Of the three macronutrients—protein, carbs, and fat—protein has the best reputation, and it’s fairly well deserved. We need significant amounts of protein in our diet, and nothing particularly bad happens if we get too much. Dietary protein helps you build muscle, and if you’re trying to lose weight it helps stop you from losing too much muscle along with the fat. It also helps to make meals feel filling. Great! But.
Once the general public gets the idea that something is good for you, the companies that make packaged food start putting it in everything. Or, they make products where the good-for-you thing features prominently on the label, whether or not there is very much inside.
So a lot of packaged food now boasts protein on the label. Here’s what you should ask yourself about those foods:
How much protein is actually in it?
Take a close look here—sometimes a food will boast of a certain amount of food per package but the package contains two or three servings. (That was the case with these protein cookies, for example.)
It’s good to know how much protein you need in your diet. If you’re not gaining or losing weight, and not doing very much exercise, a 150-pound person only needs about 54 grams of protein a day. (We have a breakdown for various body weights here.) If you’re working out a lot, or if you’re trying to gain or lose weight (yep, either way), that same 150-pound person will need more like 81 to 95 grams of protein per day. More is okay, but not necessary.
So if you’re trying to get 90 grams per day, 30 grams per meal is a reasonable amount to shoot for. Coincidentally, 30 grams is the amount of protein that tends to make a meal feel satisfying. You can do the math to figure out whether a protein-added product is going to be helpful in your day’s diet.
What would you eat if you weren’t eating this?
I think this is the most important question about protein-added foods. It’s not hard to get protein in a meal; meats, dairy, tofu, beans and grains all tend to supply plenty. So what is this protein-added thing you’re considering, and are you eating it instead of a traditional meal?

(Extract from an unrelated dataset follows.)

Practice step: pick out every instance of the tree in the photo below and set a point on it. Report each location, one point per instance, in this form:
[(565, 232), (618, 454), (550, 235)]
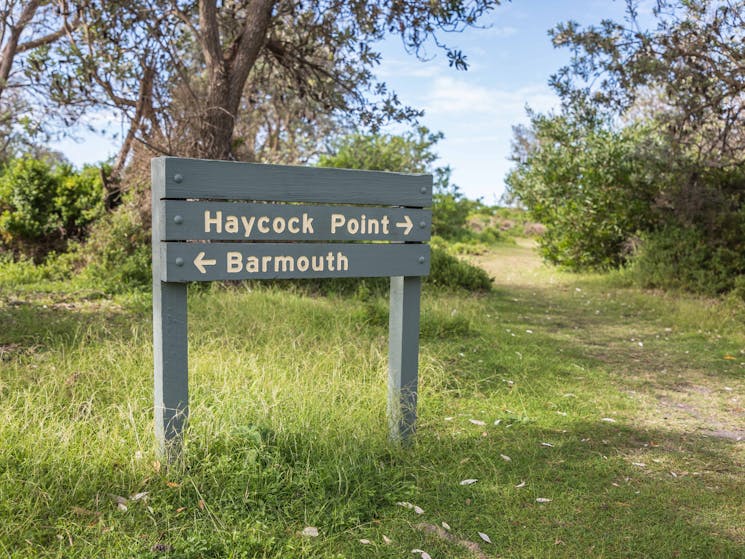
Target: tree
[(26, 28), (185, 72), (411, 152), (691, 62), (647, 152), (586, 182)]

Here’s an example. If I’m heading straight from the gym to run some errands, and I need something to substitute for a meal—yeah, this isn’t great planning, but sometimes it happens—a protein bar with 20 grams of protein is a step in the right direction. Better than a candy bar, anyway.
Or take this “protein pack” of jerky, nuts, and sunflower seeds. It’s 250 calories and 13 grams of protein. That’s not a lot, but it is more protein than a lot of other things you might grab when options are limited.
On the other hand, there are the chips my kid can’t stop eating. He loves Doritos and such; on a whim we bought him some protein chips (yes, these are a real thing). Are they better for him than the equivalent amount of Doritos? Arguably, sort of yes. But then he started arguing that since they have protein, he should be able to eat them in place of dinner. We nixed that, but admit it: are you having that same argument with yourself? Feeling better about a snack food because it contains extra protein? If so, the marketing is working: you’re feeling good about yourself, even though you’re just eating a bag of chips.